La Défense semble encore avoir de beaux jours devant elle. Alors que pour certains les quartiers d’affaires n’ont plus vraiment d’avenir et que le télétravail va les tuer à petit feu celui de l’Ouest parisien continue encore d’attirer. Après la décision de l’implantation du nouveau QG de la cyber sécurité dans l’immeuble Eria, un autre immeuble de La Défense a trouvé preneur. Neuf mois avant la fin des travaux -qui ont pris du retard à cause du confinement-, l’immeuble Latitude qui fait l’objet d’une vaste restructuration complétée d’une extension imaginée par le cabinet Studios Architecture a été entièrement loué à Sopra Steria.

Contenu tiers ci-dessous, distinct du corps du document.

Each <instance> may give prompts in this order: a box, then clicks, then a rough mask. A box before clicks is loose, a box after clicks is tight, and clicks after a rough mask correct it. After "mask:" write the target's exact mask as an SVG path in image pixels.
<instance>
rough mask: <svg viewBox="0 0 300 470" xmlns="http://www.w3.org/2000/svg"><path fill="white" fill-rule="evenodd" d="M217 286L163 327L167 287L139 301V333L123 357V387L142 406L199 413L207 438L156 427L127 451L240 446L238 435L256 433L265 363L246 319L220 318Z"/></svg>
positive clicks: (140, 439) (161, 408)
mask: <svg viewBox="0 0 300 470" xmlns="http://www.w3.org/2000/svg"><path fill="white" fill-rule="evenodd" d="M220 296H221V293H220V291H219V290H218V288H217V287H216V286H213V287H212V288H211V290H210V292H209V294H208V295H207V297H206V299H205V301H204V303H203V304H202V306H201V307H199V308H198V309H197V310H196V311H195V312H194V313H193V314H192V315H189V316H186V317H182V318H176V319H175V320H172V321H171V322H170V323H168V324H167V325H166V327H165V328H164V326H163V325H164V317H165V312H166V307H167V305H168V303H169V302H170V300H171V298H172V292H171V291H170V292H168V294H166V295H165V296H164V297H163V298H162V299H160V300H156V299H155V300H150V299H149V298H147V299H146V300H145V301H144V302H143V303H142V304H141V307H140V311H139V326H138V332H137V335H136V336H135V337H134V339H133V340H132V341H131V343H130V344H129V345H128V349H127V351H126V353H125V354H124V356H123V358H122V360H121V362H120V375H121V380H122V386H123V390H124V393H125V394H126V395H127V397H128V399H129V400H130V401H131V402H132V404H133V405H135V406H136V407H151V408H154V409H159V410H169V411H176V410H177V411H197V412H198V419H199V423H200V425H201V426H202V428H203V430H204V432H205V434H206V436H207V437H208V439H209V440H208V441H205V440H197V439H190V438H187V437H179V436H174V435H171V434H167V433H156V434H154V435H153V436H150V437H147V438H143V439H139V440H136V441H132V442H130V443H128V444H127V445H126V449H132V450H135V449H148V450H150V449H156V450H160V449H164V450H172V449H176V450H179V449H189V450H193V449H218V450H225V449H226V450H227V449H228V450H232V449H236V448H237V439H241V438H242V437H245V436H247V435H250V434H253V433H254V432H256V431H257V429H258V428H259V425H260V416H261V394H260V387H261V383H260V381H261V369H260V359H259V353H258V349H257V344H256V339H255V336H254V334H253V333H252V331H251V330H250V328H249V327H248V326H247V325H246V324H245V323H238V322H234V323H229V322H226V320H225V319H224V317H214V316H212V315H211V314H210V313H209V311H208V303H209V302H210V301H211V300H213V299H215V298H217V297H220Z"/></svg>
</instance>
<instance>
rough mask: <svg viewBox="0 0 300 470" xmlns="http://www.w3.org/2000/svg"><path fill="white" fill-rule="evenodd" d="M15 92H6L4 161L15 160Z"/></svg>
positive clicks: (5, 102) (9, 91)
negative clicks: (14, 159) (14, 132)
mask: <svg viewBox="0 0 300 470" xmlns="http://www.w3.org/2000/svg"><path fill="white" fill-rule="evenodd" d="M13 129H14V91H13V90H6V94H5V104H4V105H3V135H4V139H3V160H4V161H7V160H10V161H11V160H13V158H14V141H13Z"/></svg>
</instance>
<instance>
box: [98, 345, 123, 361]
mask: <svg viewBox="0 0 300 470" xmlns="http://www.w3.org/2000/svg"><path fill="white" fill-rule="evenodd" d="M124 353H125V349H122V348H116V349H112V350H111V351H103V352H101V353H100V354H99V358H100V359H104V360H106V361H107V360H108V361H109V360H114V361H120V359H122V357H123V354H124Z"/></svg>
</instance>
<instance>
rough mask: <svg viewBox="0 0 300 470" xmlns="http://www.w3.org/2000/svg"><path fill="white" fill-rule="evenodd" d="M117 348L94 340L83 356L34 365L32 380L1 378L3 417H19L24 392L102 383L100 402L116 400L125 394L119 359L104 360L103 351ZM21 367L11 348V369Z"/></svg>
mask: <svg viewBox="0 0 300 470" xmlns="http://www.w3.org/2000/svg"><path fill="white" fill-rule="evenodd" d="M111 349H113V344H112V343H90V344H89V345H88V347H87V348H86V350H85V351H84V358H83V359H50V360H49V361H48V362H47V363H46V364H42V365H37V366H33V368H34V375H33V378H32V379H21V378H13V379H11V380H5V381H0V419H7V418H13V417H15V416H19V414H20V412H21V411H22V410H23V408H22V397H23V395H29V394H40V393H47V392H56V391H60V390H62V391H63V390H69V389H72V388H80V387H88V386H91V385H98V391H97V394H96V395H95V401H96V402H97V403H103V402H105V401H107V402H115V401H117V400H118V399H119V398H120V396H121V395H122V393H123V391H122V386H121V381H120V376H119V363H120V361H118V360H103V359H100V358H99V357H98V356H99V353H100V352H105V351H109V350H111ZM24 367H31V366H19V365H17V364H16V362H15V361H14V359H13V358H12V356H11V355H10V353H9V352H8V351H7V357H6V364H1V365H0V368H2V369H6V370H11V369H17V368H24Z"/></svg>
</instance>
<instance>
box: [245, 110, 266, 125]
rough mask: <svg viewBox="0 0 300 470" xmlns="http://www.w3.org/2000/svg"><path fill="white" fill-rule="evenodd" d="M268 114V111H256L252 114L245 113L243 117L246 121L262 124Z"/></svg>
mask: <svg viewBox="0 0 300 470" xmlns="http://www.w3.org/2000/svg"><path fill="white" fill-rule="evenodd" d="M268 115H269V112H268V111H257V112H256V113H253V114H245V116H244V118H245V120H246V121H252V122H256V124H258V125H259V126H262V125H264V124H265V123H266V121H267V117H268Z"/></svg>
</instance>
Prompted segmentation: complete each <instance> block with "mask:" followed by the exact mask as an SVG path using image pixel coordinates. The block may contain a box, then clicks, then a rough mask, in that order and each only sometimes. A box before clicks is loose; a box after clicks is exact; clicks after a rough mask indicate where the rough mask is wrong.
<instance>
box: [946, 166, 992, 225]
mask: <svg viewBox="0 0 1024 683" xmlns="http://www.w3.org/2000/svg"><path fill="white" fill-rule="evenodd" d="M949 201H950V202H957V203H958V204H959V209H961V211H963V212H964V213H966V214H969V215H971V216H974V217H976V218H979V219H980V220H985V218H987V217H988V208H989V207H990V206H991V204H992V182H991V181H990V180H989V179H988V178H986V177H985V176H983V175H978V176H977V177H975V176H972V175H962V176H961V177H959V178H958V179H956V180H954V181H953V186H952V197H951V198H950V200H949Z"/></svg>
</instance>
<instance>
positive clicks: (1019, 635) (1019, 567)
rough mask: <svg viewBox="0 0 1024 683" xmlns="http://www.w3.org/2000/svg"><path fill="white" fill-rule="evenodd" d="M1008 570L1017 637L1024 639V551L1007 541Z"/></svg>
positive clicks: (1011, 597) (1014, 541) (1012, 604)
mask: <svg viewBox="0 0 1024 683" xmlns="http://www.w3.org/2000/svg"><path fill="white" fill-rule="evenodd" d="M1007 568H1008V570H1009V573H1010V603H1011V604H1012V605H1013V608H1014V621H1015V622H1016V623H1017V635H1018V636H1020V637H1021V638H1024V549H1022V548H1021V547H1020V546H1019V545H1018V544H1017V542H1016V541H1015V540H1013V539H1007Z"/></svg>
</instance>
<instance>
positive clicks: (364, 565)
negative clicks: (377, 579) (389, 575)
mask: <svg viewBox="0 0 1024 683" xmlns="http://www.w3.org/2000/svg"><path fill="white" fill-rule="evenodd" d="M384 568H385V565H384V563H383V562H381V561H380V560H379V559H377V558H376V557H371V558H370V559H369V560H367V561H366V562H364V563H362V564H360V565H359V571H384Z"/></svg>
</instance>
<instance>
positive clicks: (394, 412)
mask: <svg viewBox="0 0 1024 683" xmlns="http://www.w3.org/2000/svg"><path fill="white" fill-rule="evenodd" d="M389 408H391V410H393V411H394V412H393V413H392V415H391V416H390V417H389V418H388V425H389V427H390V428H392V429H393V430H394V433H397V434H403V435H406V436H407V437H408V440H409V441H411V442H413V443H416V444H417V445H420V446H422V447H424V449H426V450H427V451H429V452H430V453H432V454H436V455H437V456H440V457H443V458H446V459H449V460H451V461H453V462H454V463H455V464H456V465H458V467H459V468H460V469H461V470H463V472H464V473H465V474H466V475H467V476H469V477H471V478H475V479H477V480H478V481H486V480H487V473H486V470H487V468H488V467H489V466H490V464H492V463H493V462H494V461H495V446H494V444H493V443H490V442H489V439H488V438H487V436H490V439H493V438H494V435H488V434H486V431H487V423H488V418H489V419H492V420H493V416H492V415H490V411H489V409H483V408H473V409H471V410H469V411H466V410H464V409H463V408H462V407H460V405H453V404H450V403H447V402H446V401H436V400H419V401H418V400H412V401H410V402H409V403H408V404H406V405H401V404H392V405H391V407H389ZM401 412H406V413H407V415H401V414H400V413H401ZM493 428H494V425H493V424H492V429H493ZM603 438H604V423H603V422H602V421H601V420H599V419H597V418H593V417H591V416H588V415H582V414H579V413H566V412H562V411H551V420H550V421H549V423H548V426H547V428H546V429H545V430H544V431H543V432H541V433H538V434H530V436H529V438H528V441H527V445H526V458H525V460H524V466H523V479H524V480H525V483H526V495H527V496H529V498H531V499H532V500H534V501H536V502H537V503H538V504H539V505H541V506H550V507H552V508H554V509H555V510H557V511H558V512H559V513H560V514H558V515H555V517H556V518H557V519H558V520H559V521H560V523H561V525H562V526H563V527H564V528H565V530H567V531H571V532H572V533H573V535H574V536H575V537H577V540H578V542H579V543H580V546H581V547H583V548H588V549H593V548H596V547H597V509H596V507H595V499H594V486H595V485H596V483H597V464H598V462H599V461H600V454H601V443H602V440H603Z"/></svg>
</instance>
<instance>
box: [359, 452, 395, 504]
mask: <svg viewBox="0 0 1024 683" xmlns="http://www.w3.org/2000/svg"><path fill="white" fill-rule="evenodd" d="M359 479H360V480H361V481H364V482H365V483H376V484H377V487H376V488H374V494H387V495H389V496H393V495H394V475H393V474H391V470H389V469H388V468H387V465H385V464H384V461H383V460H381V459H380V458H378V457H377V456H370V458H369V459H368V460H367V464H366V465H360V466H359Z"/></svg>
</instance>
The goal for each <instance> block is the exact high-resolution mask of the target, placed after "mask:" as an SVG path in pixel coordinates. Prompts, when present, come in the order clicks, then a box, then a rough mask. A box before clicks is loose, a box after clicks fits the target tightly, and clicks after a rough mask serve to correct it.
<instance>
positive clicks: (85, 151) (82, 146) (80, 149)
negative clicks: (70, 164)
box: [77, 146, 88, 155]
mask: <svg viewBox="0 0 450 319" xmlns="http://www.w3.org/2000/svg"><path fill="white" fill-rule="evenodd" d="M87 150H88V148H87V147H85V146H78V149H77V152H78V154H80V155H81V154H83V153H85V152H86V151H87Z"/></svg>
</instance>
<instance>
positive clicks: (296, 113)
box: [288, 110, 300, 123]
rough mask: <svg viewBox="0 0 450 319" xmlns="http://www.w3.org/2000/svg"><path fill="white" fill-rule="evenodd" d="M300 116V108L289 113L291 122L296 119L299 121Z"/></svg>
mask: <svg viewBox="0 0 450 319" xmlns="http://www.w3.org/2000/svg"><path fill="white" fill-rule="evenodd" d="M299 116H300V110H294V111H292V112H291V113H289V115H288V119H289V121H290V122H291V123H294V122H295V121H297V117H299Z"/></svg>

L’entreprise française spécialisée dans les services numériques a contracté un bail de neuf ans pour l’intégralité des 22 000 mètres carrés de ce bâtiment localisé dans le secteur de Courbevoie, en bordure du boulevard circulaire. Le groupe réunira à la fin 2021, dans Latitude, plusieurs de ses implantations parisiennes installées notamment dans la tour Manhattan ou l’immeuble du Triangle de l’Arche. Le bâtiment accueillera la direction du pôle France de l’entreprise de services du numérique, ainsi que plusieurs entités opérationnelles et fonctionnelles soit près de 2 000 collaborateurs.

Pour séduire Sopra Steria, les développeurs de Latitude disent avoir misés sur un positionnement « délibérément axé utilisateur ». Dans le prolongement de son lobby, le pôle services a été imaginé comme une « rue intérieure à la Parisienne » avec brasserie, pizzeria, épicerie, coffee-bar… qui peut évoluer en espaces de travail, salles polyvalentes et lieux de réception. « Sa vocation est de créer un pôle de vie convivial et attractif au sein de l’immeuble », assure un communiqué. Le bâtiment de huit étages proposera de larges plateaux atteignant les 2 200 mètres carrés. Latitude bénéficie en outre d’un grand parking privatif de 300 places.

« Nous avons choisi le bâtiment Latitude pour sa localisation accessible à tous, son concept architectural très innovant, la variété des services dédiés au confort des collaborateurs et sa parfaite adaptation à l’évolution des attentes et des besoins des collaborateurs en matière d’environnement de travail », explique Gérard Touati, directeur immobilier du groupe Sopra Steria.

« Un signal fort » pour le marché immobilier

Une très bonne nouvelle pour son investisseur CGI. « Cette transaction majeure à Paris La Défense est un excellent signal envoyé par le marché de l’immobilier de bureaux parisien et grand parisien », s’est félicité Alexander Raingold, directeur du développement et associé de GCI. Car Latitude est partie de loin. A l’origine l’investisseur familial qui est entouré dans cette opération avec Beson Elliot, AIMCo et Twenty First Capital avait un tout autre projet en tête, celui de la tour Ava. Mais empêtré par des recours de son voisin, le développeur du projet avait dû renoncer à construire son building au profit d’une restructuration de l’immeuble Berkeley rebaptisé Latitude. Un changement de stratégie que ne regrette absolument pas Alexander Raingold. « L’horizontal a battu le vertical », rajoute l’investisseur.

Mais il n’y a pas que les investisseurs du projet qui se réjouissent de cette signature. Cette annonce est perçue comme un « signal fort » par Georges Siffredi, le président du département des Hauts-de-Seine et de Paris La Défense. « Cette commercialisation illustre également le rôle toujours plus fort que vont occuper les sièges des entreprises dans les années à venir. Plutôt que des bureaux délocalisés et répartis dans plusieurs villes, on note une volonté des entreprises de proposer à leurs salariés un lieu de rencontre unique, adapté pour les temps d’échanges informels et le travail collaboratif. L’entreprise n’est pas qu’un lieu de production, c’est aussi et surtout un lieu de socialisation », s’est exprimé Georges Siffredi.

Cette transaction a été réalisée par JLL, les avocats du cabinet international Gide Loyrette Nouel assistaient GCI, Benson Elliot, AIMCo et Twenty First Capital, tandis que ceux de Fidal étaient aux côtés de Sopra Steria.